When an asteroid hits the middle of the ocean in Hollywood movies, it creates devastating waves that wipe out coastal cities. But new simulations reveal that real asteroids don’t make such a splash. That’s because the crash releases most of its energy hurling water up into the atmosphere, and very little on making waves.

"The folklore has been that tsunamis from impactors will be the danger," Galen Gisler, who studies the physics of geological processes at Los Alamos National Laboratory, said at the Lunar and Planetary Sciences Conference. "The splash wave can be very dangerous — out to tens of kilometers — but beyond that, they fall away more sharply.” (Full Story)



Detection of ghostly particles could unmask illicit nuclear weapons

North Korea's Yongbyon facility in 2008, from SciAm.

Weapons-grade fuel in a nuclear reactor emits a steady rate of telltale antineutrinos that could be detected by a newly designed portable device.

Patrick Jaffke, a postdoctoral researcher at Los Alamos National Laboratory and co-author of the new proposal, suggests a small version that could be placed close to a reactor to determine the type of nuclear fuel within by analyzing the activity of antineutrinos. His design would measure the spectrum and shape of the initial Cherenkov flash and thus the energy of the progenitor antineutrinos from the positrons. (Full Story)


 What is the universe made of?

European Southern Observatory, from HuffPo.

At Los Alamos National Laboratory, we have 70-plus years of research in nuclear physics. This, coupled with our ongoing mission to maintain the safety and integrity of the nation’s nuclear stockpile, the lab has a vested interest in knowing everything about the subatomic world, from now to way back then.
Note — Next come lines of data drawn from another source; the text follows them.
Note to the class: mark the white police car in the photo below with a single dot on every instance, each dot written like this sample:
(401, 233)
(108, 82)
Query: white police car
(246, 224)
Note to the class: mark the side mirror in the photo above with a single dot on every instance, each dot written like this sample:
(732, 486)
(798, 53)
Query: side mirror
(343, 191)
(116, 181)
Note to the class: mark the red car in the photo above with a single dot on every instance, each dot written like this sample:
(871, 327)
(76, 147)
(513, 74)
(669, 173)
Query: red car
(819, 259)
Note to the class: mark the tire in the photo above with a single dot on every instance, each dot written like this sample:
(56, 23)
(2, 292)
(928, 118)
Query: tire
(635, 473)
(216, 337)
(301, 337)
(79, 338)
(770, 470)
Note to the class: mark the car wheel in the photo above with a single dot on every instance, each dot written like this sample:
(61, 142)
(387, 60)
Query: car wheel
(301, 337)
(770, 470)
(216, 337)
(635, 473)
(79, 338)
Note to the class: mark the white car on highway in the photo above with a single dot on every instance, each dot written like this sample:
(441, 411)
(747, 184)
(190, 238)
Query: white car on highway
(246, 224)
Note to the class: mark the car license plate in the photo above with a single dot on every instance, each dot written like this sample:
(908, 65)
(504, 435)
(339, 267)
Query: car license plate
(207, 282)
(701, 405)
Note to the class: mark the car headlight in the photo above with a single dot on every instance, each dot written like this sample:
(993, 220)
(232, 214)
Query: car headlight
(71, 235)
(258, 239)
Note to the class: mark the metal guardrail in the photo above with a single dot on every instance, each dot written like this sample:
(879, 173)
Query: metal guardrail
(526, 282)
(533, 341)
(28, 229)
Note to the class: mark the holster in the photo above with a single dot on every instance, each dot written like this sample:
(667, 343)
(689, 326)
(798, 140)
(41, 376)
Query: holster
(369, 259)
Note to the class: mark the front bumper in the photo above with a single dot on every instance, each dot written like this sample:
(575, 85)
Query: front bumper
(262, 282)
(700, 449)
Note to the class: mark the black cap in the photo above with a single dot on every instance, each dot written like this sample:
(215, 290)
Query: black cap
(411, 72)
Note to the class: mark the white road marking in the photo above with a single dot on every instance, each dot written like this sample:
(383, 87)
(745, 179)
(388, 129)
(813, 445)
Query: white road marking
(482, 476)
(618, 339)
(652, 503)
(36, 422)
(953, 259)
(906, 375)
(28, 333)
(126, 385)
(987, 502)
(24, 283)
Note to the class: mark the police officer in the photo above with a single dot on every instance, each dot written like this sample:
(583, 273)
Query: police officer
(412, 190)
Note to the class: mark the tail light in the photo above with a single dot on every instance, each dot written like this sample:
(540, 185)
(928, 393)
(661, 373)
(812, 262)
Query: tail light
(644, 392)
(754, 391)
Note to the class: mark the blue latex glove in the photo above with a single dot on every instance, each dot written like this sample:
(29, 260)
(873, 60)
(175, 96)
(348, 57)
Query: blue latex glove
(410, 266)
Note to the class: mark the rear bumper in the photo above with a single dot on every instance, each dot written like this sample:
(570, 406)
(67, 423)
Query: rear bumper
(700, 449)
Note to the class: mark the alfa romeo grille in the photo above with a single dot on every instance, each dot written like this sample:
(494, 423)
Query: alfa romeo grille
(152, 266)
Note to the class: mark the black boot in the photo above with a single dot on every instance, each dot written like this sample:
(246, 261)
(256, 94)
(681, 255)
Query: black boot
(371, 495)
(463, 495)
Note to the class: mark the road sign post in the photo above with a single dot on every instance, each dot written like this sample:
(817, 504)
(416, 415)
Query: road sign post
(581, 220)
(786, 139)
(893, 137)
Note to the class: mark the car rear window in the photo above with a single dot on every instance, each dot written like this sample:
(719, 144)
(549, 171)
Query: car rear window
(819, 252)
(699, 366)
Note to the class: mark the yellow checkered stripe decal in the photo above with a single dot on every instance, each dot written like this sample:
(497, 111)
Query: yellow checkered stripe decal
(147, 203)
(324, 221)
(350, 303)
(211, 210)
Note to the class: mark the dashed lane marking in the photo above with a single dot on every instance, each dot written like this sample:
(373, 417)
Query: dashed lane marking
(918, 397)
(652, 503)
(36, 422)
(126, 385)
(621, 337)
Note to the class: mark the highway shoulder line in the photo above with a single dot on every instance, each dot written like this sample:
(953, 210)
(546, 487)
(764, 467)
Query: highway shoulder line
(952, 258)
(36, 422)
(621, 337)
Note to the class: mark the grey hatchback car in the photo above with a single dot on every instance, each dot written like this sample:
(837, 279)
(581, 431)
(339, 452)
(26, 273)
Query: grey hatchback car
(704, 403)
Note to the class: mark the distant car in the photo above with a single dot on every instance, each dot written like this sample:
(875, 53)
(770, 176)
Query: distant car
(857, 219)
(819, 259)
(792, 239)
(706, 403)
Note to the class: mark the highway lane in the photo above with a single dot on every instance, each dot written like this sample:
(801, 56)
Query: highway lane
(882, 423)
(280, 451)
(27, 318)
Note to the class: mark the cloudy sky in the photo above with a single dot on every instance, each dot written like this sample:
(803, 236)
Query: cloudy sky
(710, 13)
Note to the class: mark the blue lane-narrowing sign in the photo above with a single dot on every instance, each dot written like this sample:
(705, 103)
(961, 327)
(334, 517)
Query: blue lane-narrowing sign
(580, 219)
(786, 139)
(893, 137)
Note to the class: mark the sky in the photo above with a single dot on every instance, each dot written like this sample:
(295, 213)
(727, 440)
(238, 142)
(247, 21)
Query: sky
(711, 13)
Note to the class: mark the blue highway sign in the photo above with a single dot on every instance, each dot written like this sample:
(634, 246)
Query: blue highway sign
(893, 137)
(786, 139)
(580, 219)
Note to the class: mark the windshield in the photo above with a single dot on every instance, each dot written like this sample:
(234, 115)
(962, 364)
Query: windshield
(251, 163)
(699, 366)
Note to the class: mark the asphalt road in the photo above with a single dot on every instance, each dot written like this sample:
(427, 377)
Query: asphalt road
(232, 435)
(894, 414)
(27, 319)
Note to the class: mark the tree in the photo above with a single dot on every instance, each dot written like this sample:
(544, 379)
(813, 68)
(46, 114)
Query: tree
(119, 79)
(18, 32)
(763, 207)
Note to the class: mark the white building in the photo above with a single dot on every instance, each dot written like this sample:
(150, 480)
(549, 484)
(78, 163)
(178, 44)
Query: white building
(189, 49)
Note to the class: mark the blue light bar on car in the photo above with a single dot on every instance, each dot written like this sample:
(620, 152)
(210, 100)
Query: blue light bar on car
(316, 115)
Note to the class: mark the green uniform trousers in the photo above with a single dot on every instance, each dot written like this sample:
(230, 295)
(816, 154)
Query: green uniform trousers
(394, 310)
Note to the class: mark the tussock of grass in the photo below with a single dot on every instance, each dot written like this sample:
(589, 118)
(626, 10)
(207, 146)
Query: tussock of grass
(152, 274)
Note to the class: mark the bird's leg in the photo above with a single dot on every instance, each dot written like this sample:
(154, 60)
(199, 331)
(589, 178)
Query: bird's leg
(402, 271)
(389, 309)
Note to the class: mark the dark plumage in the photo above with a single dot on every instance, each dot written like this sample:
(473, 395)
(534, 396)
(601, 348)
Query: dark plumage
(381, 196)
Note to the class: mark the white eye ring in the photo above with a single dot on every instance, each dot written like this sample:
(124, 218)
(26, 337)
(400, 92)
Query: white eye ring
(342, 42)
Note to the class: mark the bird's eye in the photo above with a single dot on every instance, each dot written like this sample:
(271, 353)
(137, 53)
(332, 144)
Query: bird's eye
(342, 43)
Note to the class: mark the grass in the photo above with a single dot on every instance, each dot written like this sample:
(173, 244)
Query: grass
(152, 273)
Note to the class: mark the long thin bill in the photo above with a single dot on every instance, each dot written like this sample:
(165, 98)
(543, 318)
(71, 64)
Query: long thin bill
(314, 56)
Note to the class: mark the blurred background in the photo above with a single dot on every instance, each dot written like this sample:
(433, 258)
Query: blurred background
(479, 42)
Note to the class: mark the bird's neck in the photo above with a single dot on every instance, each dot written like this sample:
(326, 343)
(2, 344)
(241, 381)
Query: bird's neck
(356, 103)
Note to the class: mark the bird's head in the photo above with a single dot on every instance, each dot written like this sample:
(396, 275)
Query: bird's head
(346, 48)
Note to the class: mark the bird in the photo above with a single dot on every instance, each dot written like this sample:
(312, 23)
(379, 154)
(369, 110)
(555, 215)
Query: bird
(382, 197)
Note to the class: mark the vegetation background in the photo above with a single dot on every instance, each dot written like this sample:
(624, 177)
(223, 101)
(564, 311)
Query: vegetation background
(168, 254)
Experiments on subatomic particles here have led physics deep into the realm of the tiny, where quantum mechanics governs the rules of the game. (Full Story)



Inert nuclear gravity bomb passes first F-16 flight test

F-16, USAF photo.                

An Air Force F-16 aircraft released an inert B61 nuclear bomb in a test recently, demonstrating the aircraft’s capability to deliver the weapon and testing the functioning of the weapon’s non-nuclear components.

The non-nuclear bomb assembly used for the flight test was designed and manufactured by Los Alamos National Laboratory and Sandia National Laboratories as federally funded research and development centers operating under NNSA. (Full Story)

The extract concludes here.